Laleh Haghverdi won the Peter and Traudl Engelhorn Foundation research prize 2018 on the topic “Computational Biology: New Methods in Biology-Oriented Information Technologies with Impact on Basic Research and Application” for her contributions to development of computational tools for understanding and analysis of single-cell transcriptomics data.
Single-cell measurement technologies have been increasingly in use over the past years for investigation of heterogeneities among cells (e.g. in tumors) or transient cell states as in development and cell differentiation. The new single-cell measurement techniques pose new computational challenges for analysis and interpretation of the collected data.

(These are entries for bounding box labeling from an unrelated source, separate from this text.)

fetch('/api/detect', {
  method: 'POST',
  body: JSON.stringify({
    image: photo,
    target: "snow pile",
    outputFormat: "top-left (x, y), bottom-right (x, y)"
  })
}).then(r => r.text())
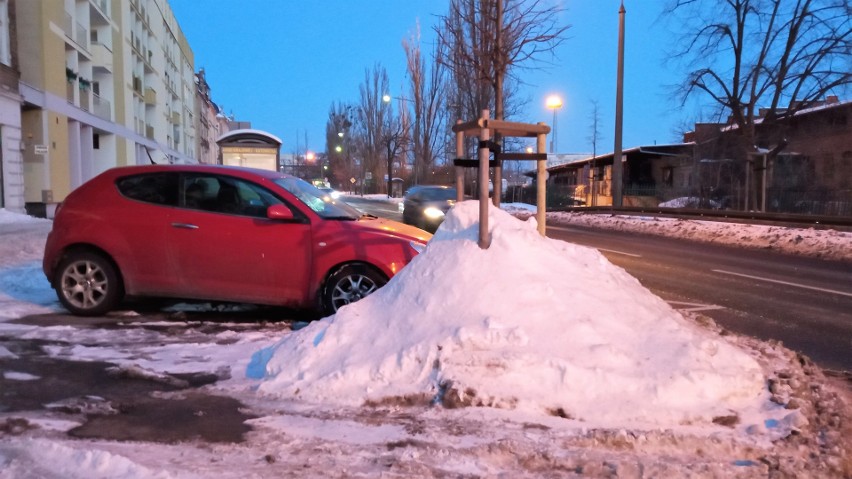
top-left (247, 201), bottom-right (770, 426)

Laleh has contributed to pioneering research on cell lineage tree analysis and development of data integration methods for single-cell data. Her proposed computational strategy for analysis of continuous cell lineage trajectories based on diffusion maps is being used by several researchers today and her contribution to single-cell transcriptomics data integration by mutual nearest neighbors (MNN) matching in high dimensions has proven effective for accelerated achievement to the goals of large scale single-cell projects such as the Human Cell Atlas (HCA), where integrating several data sets collected at several laboratories using different technologies is a necessity.